When implementing a neural net (or other learning algorithm) often we want to regularize our parameters $\theta_i$ via L2 regularization. We do this usually by adding a regularization term to the cost function like so:
$$\text{cost}=\frac{1}{m}\sum_{i=0}^m\text{loss}_m +\frac{\lambda}{2m}\sum_{i=1}^n (\theta_i)^2$$

We then proceed to minimize this cost function and hopefully when we've reached a minimum, we get a model which has less overfitting than a model without regularization. As far as I know, this is the L2 regularization method (and the one implemented in deep learning libraries). Let me know if I have made any errors.

My question is this: since the regularization factor has nothing accounting for the total number of parameters in the model, it seems to me that with more parameters, the larger that second term will naturally be. If a model has 300 million parameters, for example, and I set $\lambda=1$, that second term might be huge. Is it standard practice, then, to reduce $\lambda$ in some way to account for the massive number of parameters in the model, or is it ok to simply accept starting off with a huge cost?

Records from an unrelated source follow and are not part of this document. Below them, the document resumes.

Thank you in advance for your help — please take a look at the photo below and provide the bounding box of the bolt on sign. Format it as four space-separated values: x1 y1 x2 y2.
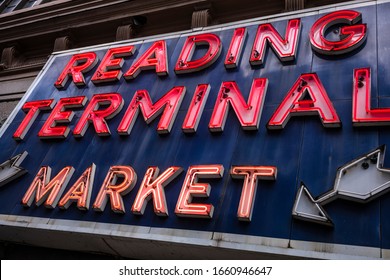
1 1 390 259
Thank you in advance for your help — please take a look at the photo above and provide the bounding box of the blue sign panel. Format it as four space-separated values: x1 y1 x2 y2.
0 1 389 258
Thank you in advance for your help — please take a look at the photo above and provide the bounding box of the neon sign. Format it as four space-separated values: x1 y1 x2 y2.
2 8 389 227
12 10 375 142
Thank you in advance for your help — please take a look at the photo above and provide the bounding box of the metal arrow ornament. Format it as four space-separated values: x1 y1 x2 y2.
292 145 390 226
0 151 28 188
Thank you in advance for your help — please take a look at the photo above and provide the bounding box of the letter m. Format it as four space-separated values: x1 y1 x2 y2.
118 86 186 135
21 166 74 208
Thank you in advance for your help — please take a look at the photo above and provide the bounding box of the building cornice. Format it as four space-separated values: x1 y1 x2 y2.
0 0 207 44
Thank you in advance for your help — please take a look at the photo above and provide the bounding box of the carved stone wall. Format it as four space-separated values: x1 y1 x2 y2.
285 0 305 11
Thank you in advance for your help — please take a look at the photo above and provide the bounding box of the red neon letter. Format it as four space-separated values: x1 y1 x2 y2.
175 165 223 218
209 78 268 132
250 19 301 66
310 10 367 55
38 96 87 139
117 87 186 135
13 99 55 140
54 52 98 89
21 166 74 208
174 33 222 74
225 27 247 69
182 84 210 133
131 166 182 216
123 41 168 79
267 73 341 129
73 93 124 137
58 164 96 210
353 68 390 126
92 166 137 213
91 46 136 84
231 166 277 221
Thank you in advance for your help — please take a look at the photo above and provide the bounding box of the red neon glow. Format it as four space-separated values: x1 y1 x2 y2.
131 166 182 216
21 166 74 208
73 93 124 137
54 52 98 89
250 19 301 66
117 86 186 135
174 33 222 74
58 164 96 210
92 165 137 213
231 166 277 221
124 41 168 79
13 99 55 140
225 27 247 69
182 84 211 133
175 165 223 218
353 68 390 126
91 46 136 84
267 73 341 129
209 78 268 132
38 96 87 139
310 10 367 55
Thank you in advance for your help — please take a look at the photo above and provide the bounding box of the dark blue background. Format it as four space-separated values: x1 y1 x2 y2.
0 3 389 251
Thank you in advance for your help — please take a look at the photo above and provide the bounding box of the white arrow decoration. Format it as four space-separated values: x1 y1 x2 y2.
0 151 28 187
292 183 332 225
292 145 390 226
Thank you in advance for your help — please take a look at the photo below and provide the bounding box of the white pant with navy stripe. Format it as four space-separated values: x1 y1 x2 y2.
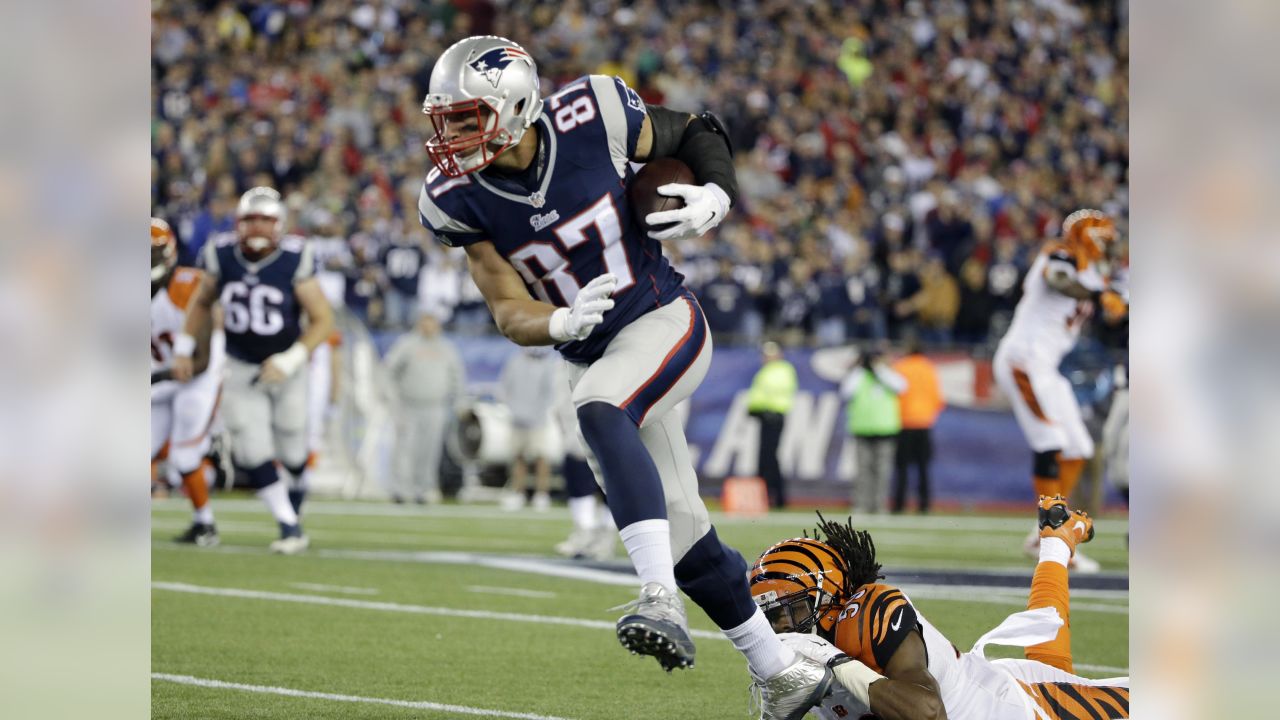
565 294 712 563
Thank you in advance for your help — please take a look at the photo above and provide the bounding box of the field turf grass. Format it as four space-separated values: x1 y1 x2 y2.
152 497 1128 719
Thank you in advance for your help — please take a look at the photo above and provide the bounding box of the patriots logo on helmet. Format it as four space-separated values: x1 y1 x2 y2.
468 46 530 89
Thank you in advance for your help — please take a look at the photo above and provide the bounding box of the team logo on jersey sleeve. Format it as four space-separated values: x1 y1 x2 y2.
469 47 531 88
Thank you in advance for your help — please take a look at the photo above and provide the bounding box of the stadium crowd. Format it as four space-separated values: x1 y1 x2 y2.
151 0 1128 349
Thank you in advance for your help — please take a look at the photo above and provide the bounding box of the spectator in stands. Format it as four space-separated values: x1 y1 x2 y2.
954 257 995 345
899 254 961 346
379 234 426 329
383 311 465 505
746 341 797 510
884 248 922 341
497 347 561 512
700 256 750 340
842 247 887 341
151 0 1127 352
840 344 905 514
891 340 945 514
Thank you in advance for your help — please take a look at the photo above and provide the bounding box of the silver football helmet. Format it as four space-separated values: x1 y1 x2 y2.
236 186 285 258
422 36 544 177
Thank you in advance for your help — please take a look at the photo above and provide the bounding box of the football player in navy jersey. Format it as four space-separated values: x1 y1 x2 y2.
417 36 830 718
173 187 335 555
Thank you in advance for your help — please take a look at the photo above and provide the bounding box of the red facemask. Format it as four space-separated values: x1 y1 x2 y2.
424 98 512 178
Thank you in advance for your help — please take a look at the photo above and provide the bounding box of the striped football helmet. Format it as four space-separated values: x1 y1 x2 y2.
748 537 848 635
151 217 177 285
1062 209 1116 265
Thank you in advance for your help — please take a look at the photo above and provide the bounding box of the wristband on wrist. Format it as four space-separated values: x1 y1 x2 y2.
832 659 886 706
173 333 196 358
548 307 572 343
270 342 308 377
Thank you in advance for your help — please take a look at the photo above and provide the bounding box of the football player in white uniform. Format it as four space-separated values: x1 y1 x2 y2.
993 209 1126 571
151 218 223 546
750 503 1129 720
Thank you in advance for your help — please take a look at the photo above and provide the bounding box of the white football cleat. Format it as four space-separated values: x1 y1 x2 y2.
1022 526 1041 559
500 491 526 512
269 535 310 555
614 582 696 671
532 491 551 512
1069 549 1101 573
555 528 593 557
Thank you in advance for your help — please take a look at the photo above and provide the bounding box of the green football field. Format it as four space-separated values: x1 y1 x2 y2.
151 497 1129 719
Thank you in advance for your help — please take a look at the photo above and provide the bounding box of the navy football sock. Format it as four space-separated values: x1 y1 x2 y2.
562 456 597 499
576 401 666 528
284 463 308 515
675 527 757 630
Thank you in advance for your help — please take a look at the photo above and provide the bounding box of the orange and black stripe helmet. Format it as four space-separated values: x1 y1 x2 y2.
1062 209 1116 265
151 217 177 283
748 537 848 635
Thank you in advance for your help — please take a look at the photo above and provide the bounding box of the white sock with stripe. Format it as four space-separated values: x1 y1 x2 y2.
618 519 676 593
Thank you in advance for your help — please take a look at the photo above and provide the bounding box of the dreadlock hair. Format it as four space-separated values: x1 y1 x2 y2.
806 511 883 595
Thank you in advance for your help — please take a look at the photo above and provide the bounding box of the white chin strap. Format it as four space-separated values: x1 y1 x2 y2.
151 264 168 282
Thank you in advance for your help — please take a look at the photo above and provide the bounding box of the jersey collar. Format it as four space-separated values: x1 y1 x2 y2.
474 115 557 208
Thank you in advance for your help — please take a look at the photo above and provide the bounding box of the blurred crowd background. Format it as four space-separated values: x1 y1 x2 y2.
151 0 1128 358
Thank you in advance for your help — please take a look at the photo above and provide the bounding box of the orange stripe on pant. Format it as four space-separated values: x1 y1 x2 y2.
1020 681 1130 719
1012 367 1050 422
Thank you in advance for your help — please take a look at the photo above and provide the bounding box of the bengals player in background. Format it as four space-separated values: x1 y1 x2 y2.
151 218 222 546
993 209 1128 572
749 504 1129 719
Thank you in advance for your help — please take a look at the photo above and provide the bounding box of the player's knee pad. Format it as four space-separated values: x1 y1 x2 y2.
244 461 281 490
167 444 206 476
674 528 756 630
1033 450 1060 479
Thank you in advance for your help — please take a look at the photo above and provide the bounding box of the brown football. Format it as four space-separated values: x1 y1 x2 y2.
627 157 696 234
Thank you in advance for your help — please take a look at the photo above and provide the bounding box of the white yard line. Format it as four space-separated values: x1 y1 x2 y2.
152 498 1128 534
157 542 1128 600
290 583 379 596
152 673 575 720
152 581 722 640
467 585 557 599
1073 663 1129 676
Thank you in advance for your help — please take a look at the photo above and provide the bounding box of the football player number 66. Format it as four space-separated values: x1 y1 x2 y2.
509 194 636 306
221 282 285 335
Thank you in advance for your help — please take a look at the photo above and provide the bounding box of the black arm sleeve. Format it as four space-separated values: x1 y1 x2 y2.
645 106 739 207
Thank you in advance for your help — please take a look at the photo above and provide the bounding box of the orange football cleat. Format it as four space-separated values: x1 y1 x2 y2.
1037 495 1095 555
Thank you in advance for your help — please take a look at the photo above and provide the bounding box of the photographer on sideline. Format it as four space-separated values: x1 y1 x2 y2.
839 343 906 513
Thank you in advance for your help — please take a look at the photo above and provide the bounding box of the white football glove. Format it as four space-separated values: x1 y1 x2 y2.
645 182 730 241
549 273 617 342
777 632 847 666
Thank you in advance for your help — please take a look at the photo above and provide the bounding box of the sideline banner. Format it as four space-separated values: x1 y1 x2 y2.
371 334 1121 505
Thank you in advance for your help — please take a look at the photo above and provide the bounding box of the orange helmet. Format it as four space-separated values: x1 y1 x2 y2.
151 217 177 283
748 537 848 634
1061 209 1116 265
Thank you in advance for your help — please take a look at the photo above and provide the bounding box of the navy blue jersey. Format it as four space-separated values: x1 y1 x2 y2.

It seems to me that if we do not somehow scale $\lambda$ inversely with the number of parameters, that using a huge number of parameters, while keeping $\lambda$ constant, means that we will have a much stronger regularization effect since the second term will force the parameters $\theta_i \approx 0$ with much more rigor. That second term will dominate over the first term. I have not seen any mention of doing this in any of the resources that I've come across though, so I wonder if my analysis is fundamentally wrong somewhere.

Best Answer

You are absolutely right in your observation that the number of parameters will affect the regularization cost.

I don't think there are any rule-of-thumb values for $\lambda$ (but $\lambda=1$ would be considered large). If cross-validation is too time-consuming, you could hold-out a part of the training data and tune $\lambda$ using early stopping. You would still need to try several values for $\lambda$ common practice is to try something like $0.01, 0.02,\ldots,0.4$.

For really large networks, it might be more convenient to use other regularization methods, like dropout, instead of $\ell_2$ regularization.